Пораженная, я отложила книгу в сторону. Не знаю, что я ожидала в ней найти помимо образцов узоров и пояснений к ним, размышлений о сочетании оттенков ниток и видов стежков, которые следует использовать для того или другого дизайна, но внезапно распахнувшееся окно в прошлое было словно взгляд на спрятанное сокровище.
Я поймала себя на том, что гадаю, читал ли Майкл хоть одну из этих малограмотных выцветших записей, сделанных Кэтрин. Или же он просто глянул на них мельком и решил, что это просто потертости на бумаге; может, даже сбил цену на книгу, указав букинисту на эти недостатки, испортившие данный экземпляр? Я легко могла себе представить, как он делает именно это, указывая на дефекты, пусть небольшие, пусть воображаемые, всегда рассчитывая получить скидку; это было одним из его способов экономить деньги. Вряд ли мне удастся припомнить все случаи, когда я просто отворачивалась в раздражении, пока он нудно торговался с каким-нибудь жалким торговцем-лоточником или букинистом-оптовиком. Одна мысль о том, как он обшаривает свои любимые лавки букинистов на Сесил-корт, выискивая мне прощальный подарок, вызывала у меня тошноту.
Сколько же времени он готовился к нашему разрыву? И как долго они с Анной снова пребывают «в добрых отношениях» — вообще что означает эта уклончивая фраза? Я представила себе эту пару: темноволосые, смуглые, очень схожего телосложения и элегантно слившиеся друг с другом. А если их новое сближение совпадало по времени с нашими свиданиями и продолжалось многие дни, может, недели или даже месяцы? Я бросилась в ванную, меня стошнило так, что глаза и нос начало буквально жечь от прилива желчи.
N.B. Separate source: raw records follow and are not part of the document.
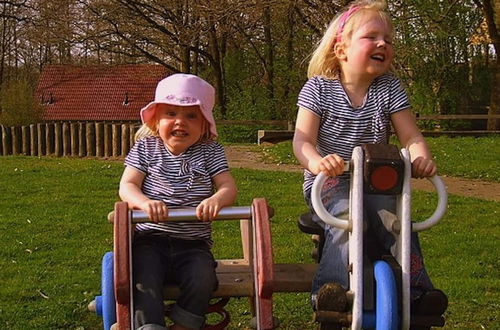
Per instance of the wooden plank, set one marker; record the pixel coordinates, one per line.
(453, 117)
(236, 279)
(459, 133)
(273, 136)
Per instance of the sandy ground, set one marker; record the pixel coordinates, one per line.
(244, 157)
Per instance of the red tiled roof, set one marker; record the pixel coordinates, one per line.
(97, 93)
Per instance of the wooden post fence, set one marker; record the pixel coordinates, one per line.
(105, 139)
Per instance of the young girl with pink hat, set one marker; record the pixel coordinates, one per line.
(176, 163)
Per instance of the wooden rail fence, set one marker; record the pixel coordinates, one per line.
(80, 139)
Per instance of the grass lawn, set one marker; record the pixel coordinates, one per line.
(54, 233)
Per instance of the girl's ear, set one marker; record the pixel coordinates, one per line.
(339, 50)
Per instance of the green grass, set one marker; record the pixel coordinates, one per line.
(54, 233)
(468, 157)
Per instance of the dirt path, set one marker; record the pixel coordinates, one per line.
(244, 157)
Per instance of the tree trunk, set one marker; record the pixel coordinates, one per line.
(269, 57)
(489, 13)
(218, 71)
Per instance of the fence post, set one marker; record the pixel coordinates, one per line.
(58, 148)
(41, 139)
(99, 136)
(116, 139)
(133, 130)
(74, 138)
(25, 133)
(108, 143)
(125, 139)
(49, 138)
(66, 139)
(82, 149)
(90, 138)
(34, 140)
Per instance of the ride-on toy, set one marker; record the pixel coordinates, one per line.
(379, 293)
(254, 276)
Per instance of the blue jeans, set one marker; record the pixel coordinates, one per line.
(378, 213)
(158, 260)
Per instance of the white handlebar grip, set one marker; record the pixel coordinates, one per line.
(440, 209)
(320, 209)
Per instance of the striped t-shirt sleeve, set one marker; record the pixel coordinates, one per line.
(398, 97)
(216, 159)
(137, 156)
(310, 96)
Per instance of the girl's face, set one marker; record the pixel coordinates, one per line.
(369, 52)
(179, 126)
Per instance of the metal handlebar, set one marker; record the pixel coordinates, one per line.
(189, 214)
(330, 219)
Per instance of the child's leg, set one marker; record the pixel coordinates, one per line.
(194, 267)
(149, 269)
(380, 212)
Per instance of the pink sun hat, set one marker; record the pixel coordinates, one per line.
(183, 90)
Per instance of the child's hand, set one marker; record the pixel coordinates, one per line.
(332, 165)
(156, 210)
(423, 168)
(208, 209)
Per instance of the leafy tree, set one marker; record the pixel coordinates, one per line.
(17, 105)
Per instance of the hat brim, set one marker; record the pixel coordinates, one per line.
(148, 112)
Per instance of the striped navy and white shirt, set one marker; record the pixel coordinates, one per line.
(342, 126)
(179, 181)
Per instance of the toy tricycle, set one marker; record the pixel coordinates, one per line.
(378, 295)
(254, 276)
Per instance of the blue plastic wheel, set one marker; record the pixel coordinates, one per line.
(108, 304)
(386, 313)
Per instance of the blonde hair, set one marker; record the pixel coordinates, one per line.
(150, 128)
(323, 60)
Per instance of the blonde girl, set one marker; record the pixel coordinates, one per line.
(352, 98)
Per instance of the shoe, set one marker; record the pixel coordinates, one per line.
(433, 302)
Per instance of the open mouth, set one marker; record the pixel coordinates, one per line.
(179, 133)
(378, 57)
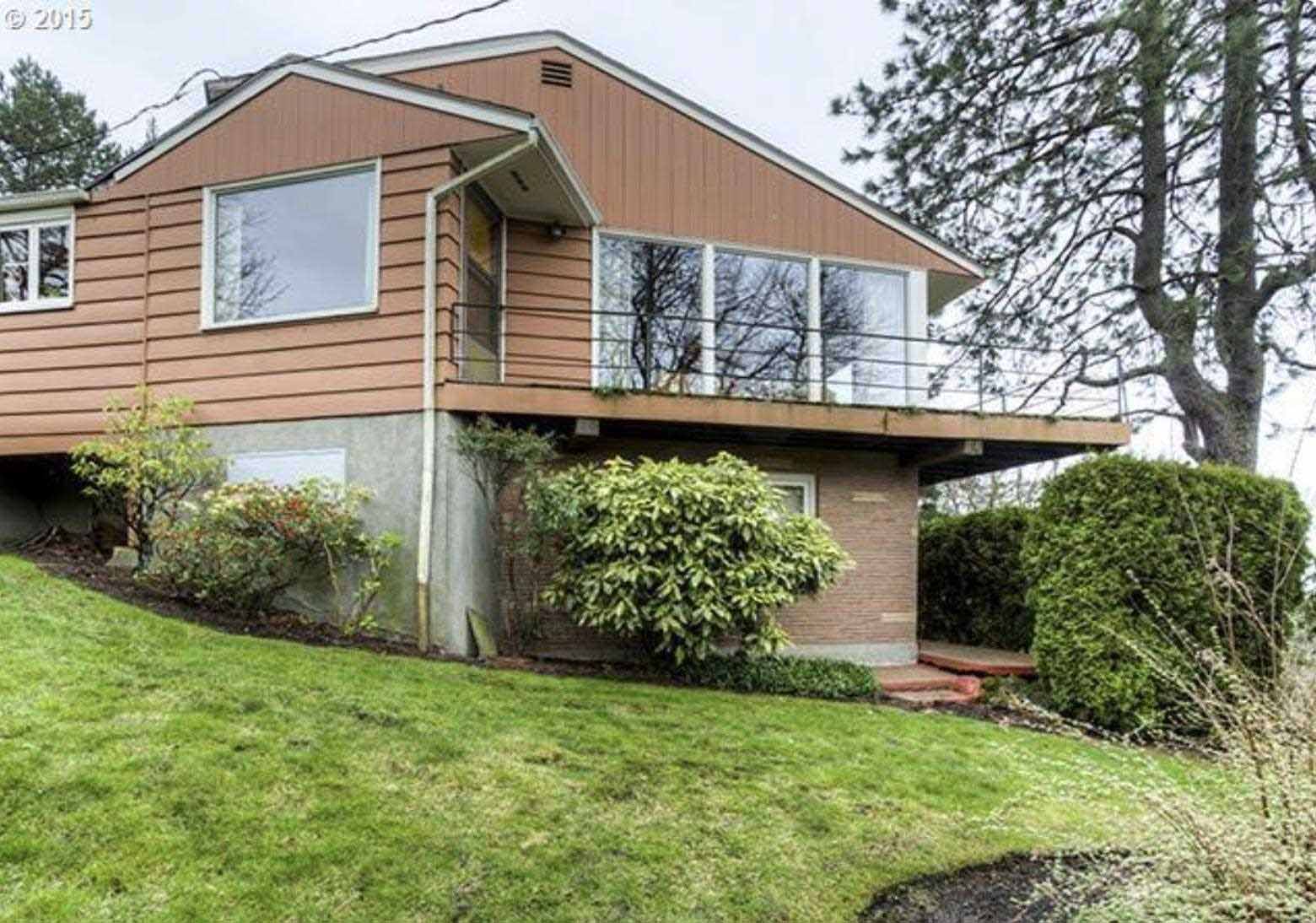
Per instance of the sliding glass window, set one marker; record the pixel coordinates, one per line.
(864, 329)
(763, 310)
(753, 328)
(649, 315)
Когда я вернулась в кровать, чувствуя себя опустошенной, книга по-прежнему ждала меня. Рядом валялся мой блокнот, заполненный переписанным мной дневником Кэт Триджинна. Я почти три часа рассматривала и изучала странное написание букв и еще более странное правописание, незнакомое строение фраз, пришедшее из другого века. Заполнила шесть страниц своего блокнота, хотя мой почерк ни в коей мере не такой четкий, какой был у этой юной вышивальщицы; в моих записях полно зачеркиваний, подчеркиваний, вопросительных знаков в тех местах, где я не смогла разобрать то или иное слово. Мои записи вряд ли будут представлять собой ценный артефакт сотни четыре лет спустя. Тем не менее, несмотря на всю временную разницу, я уже ощущала прочную связь с этой Кэтрин-Энн Триджинна, и не только по причине нашей общей любви к вышиванию. Я тоже выросла в Корнуолле и тоже, как она, мечтала оттуда сбежать.
Открыв новую страницу, я написала вверху ее имя, а потом изобразила извивающуюся виноградную лозу, обведя ею заглавные буквы: примитивный узор для вышивки «крестиком» для начинающих, такой, с которого любая юная вышивальщица могла бы начать обучение работе с иглой. Интересно, может быть, Кэтрин начинала именно с такой работы: вышила собственное имя на образчике одноцветной нитью, а потом украсила его листьями и цветами. Мои познания в области искусства вышивки во времена короля Якова подсказали мне, что маловероятно, чтобы девушка могла работать со сложными узорами, предпринимая лишь первые попытки в этом ремесле.